Last week, BP asked the Bureau of Ocean Energy Management, Regulation and Enforcement to approve a plan for five wells in the Kaskida prospect, about 250 miles southwest of New Orleans.

Kaskida is among the most promising in BP’s lucrative Gulf portfolio. BP wants to get the project moving because any wells it drills there probably won’t enter production before at least 2016.

Environmentalists, of course, oppose the move, but they will oppose BP’s return to the Gulf no matter when it happens, so their objections are little more than background noise.

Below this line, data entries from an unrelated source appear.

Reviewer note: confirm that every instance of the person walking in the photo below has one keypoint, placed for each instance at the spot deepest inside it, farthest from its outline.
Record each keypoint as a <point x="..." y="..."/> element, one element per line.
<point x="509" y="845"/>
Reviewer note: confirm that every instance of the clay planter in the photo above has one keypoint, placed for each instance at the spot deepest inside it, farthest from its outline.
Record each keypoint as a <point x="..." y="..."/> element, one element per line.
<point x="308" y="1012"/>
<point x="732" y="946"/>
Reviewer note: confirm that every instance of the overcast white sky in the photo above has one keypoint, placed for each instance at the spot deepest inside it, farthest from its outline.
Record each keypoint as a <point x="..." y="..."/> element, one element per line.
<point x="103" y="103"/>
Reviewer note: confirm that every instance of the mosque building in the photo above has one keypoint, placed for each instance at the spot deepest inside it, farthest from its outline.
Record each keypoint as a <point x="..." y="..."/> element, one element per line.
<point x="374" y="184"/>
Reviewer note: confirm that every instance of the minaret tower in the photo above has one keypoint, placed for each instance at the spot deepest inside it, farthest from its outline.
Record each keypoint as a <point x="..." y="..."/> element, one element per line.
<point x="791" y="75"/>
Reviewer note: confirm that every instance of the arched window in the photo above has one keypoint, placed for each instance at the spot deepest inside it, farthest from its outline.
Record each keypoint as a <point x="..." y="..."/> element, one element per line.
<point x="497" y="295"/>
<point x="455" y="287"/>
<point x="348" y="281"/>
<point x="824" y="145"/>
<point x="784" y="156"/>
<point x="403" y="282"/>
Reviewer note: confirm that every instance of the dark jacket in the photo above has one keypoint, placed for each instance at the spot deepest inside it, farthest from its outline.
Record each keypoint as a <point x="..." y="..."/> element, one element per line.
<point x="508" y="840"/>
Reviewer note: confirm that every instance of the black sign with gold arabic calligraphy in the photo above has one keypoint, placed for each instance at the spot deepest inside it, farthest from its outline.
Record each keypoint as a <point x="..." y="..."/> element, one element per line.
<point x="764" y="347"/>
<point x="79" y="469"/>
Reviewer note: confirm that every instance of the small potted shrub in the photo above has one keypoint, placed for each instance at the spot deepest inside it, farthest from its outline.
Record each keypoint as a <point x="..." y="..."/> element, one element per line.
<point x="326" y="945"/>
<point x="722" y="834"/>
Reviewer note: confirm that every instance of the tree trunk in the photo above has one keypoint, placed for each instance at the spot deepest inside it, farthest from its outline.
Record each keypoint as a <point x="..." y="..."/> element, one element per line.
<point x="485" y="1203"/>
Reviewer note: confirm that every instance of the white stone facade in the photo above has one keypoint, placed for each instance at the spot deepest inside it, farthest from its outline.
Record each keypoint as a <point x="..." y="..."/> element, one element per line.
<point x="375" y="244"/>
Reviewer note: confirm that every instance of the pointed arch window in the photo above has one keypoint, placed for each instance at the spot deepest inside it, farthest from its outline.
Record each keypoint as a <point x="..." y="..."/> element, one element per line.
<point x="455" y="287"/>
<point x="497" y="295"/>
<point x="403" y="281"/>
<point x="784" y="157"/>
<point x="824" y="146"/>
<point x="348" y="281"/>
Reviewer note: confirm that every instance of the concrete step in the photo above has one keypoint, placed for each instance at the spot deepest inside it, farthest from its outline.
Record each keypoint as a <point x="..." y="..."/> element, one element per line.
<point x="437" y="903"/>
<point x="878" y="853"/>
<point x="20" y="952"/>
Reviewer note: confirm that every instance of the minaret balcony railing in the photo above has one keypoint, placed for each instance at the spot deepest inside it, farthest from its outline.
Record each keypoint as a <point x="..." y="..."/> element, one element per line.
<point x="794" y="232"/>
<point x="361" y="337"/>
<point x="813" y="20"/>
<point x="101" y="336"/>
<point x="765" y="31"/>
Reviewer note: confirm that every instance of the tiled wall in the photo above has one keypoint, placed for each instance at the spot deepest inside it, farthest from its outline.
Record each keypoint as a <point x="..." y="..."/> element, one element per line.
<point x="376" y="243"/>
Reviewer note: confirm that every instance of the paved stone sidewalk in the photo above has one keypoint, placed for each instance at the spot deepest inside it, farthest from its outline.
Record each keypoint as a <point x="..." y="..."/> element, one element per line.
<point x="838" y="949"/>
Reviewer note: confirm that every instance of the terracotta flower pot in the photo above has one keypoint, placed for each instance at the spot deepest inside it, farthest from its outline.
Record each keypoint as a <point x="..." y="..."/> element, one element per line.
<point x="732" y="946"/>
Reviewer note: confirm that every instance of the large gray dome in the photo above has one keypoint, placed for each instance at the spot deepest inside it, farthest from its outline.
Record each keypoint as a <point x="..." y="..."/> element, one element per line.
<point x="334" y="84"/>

They are correct, though, in their claim that BP’s safety record deserves more scrutiny. The Obama administration has largely rejected the common-sense idea that a company’s safety and operating record should be considered before granting permits to drill in deep water – some of the most technically challenging drilling projects on Earth.

Other, more powerful incentives, though, are likely to push BP’s plan forward. Given the current fiscal situation in Washington, the decline in royalties from the Gulf won’t be tolerated forever. No company holds more Gulf leases than BP, which makes it a key potential revenue generator for the government.

More specifically, the administration allowed BP to pledge its Gulf production as collateral for the $20 billion claims fund to reimburse business owners harmed by the Macondo spill.

Production off sharply

BP’s Gulf production has fallen to about 250,000 barrels a day from 390,000 barrels before the accident. Without prospects for an increase, the government may worry it will get stuck with some of the tab from the claims fund that it agreed to administer on BP’s behalf.

BP’s history of operating problems shows that its Gulf drilling efforts may be relatively safe, at least initially. The company rarely repeats the same mistakes in the same places. Just as it spent heavily after the Texas City refinery explosion in 2005 to install long-overdue safety equipment and improve maintenance, so has it outlined a series of new procedures to improve its Gulf drilling operations.

Avoiding the root cause

It has said it will install a second set of blind shear rams on every well, improve testing of blowout preventers and more closely review the testing of cement used to seal wells. These, of course, are outward-looking safeguards that ignore the root cause of the Macondo disaster: BP’s own decision-making.

The question, after all, isn’t whether BP can drill safely, but whether it’s changed its culture to prevent the sort of lapses that led to the Macondo blowout from happening somewhere else. BP has never believed in “connecting the dots,” to use former CEO Tony Hayward‘s term, among the operating problems in different corporate divisions – pipelines, refining, trading, offshore drilling.

This is a precarious time for the company. It’s under mounting pressure to revive its flagging stock price, which remains more than 35 percent below the price at which it traded before the disaster.

The financial pressures, always paramount within BP, may be greater than ever. Those pressures, combined with the company’s focus on the Gulf, raise concerns that problems in some other part of the company’s operations, the seeds of some new potential disaster, may be overlooked.